Serializes the component to a dictionary.

Returns:

  • dict[str, Any] – A dictionary representation of the component.

from_dict

python
from_dict(data: dict[str, Any]) -> DoclingServeConverter

Deserializes the component from a dictionary.

Parameters:

  • data (dict[str, Any]) – Dictionary representation of the component.

Returns:

  • DoclingServeConverter – A new DoclingServeConverter instance.

run

python
run(
sources: list[str | Path | ByteStream],
meta: dict[str, Any] | list[dict[str, Any]] | None = None,
) -> dict[str, list[Document]]

Converts documents by sending them to DoclingServe and returns Haystack Documents.

Parameters:

  • sources (list[str | Path | ByteStream]) – List of sources to convert. Each item can be a URL string, a local file path, or a ByteStream. URL strings are sent to /v1/convert/source; all other sources are uploaded to /v1/convert/file.
  • meta (dict[str, Any] | list[dict[str, Any]] | None) – Optional metadata to attach to the output Documents. Can be a single dict applied to all documents, or a list of dicts with one entry per source.

Returns:

  • dict[str, list[Document]] – A dictionary with key "documents" containing the converted Haystack Documents.

run_async

python
run_async(
sources: list[str | Path | ByteStream],
meta: dict[str, Any] | list[dict[str, Any]] | None = None,
) -> dict[str, list[Document]]

Asynchronously converts documents by sending them to DoclingServe.

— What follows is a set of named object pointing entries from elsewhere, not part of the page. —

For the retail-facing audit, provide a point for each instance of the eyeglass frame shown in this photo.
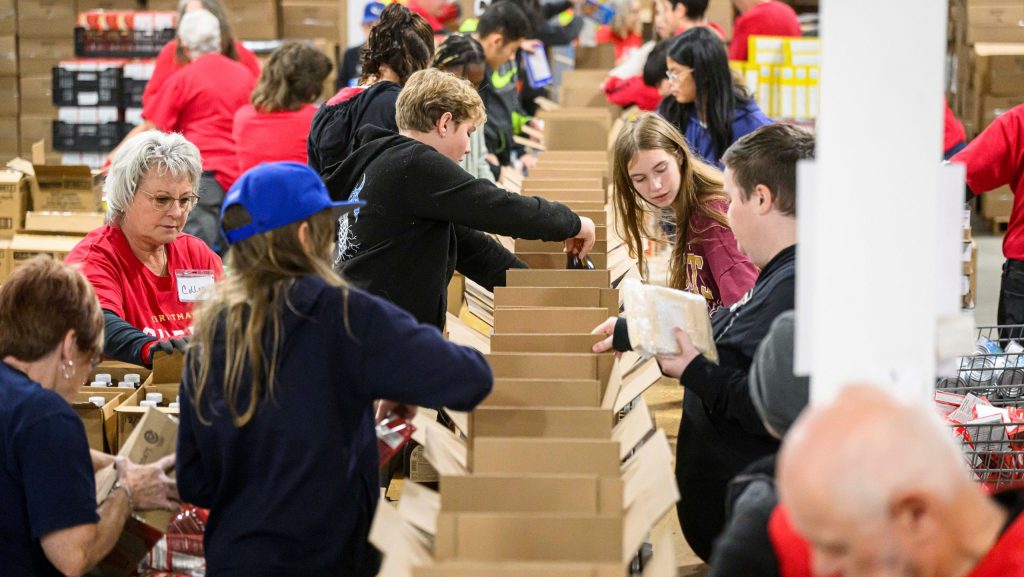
(193, 200)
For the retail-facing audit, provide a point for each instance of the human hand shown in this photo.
(583, 243)
(385, 407)
(605, 328)
(675, 365)
(151, 487)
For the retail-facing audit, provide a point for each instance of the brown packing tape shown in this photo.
(540, 421)
(520, 493)
(548, 393)
(504, 455)
(548, 321)
(529, 342)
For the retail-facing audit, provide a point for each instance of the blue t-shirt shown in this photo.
(46, 478)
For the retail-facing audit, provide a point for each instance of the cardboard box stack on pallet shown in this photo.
(559, 470)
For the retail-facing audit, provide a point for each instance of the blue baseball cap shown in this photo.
(372, 12)
(276, 194)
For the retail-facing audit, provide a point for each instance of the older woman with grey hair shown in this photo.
(200, 100)
(146, 273)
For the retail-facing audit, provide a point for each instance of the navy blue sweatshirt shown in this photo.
(293, 492)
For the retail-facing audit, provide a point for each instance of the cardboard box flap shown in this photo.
(634, 428)
(420, 506)
(637, 382)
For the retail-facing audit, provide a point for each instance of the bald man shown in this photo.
(881, 488)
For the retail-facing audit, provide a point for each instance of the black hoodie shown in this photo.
(332, 134)
(423, 219)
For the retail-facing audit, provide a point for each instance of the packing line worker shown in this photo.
(141, 264)
(993, 159)
(894, 498)
(275, 125)
(654, 172)
(708, 105)
(424, 214)
(52, 331)
(721, 433)
(399, 44)
(289, 361)
(200, 101)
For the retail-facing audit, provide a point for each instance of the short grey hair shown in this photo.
(167, 153)
(199, 31)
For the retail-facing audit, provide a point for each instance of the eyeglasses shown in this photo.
(675, 77)
(163, 203)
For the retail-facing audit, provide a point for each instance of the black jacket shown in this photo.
(744, 549)
(423, 219)
(332, 134)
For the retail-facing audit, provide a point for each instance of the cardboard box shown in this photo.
(155, 437)
(13, 202)
(519, 493)
(578, 422)
(580, 279)
(550, 366)
(69, 222)
(253, 19)
(548, 321)
(100, 422)
(547, 393)
(40, 54)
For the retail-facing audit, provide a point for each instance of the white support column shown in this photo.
(879, 219)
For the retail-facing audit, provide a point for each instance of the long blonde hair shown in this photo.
(699, 186)
(249, 304)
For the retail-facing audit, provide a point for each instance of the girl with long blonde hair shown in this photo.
(276, 435)
(656, 174)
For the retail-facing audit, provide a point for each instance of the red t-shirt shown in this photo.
(167, 65)
(131, 291)
(770, 18)
(200, 101)
(995, 158)
(715, 268)
(623, 45)
(271, 136)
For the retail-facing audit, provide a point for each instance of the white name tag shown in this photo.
(193, 285)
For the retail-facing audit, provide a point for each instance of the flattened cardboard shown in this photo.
(540, 422)
(548, 321)
(547, 393)
(556, 342)
(521, 493)
(551, 365)
(527, 278)
(506, 455)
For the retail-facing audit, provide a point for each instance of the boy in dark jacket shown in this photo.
(721, 433)
(424, 214)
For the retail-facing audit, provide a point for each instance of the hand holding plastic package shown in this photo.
(652, 312)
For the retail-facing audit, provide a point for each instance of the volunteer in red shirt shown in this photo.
(895, 497)
(994, 159)
(201, 101)
(275, 126)
(146, 273)
(655, 172)
(761, 17)
(172, 57)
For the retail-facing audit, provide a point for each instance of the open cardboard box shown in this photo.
(548, 321)
(582, 279)
(100, 422)
(154, 438)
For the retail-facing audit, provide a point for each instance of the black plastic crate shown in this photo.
(87, 137)
(120, 43)
(87, 88)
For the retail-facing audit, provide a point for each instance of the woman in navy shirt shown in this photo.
(276, 436)
(49, 522)
(708, 105)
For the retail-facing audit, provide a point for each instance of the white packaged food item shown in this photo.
(652, 312)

This is the async equivalent of run(), useful when DoclingServe requests should not block the event loop.

Parameters:

  • sources (list[str | Path | ByteStream]) – List of sources to convert. Each item can be a URL string, a local file path, or a ByteStream. URL strings are sent to /v1/convert/source; all other sources are uploaded to /v1/convert/file.
  • meta (dict[str, Any] | list[dict[str, Any]] | None) – Optional metadata to attach to the output Documents.

Returns:

  • dict[str, list[Document]] – A dictionary with key "documents" containing the converted Haystack Documents.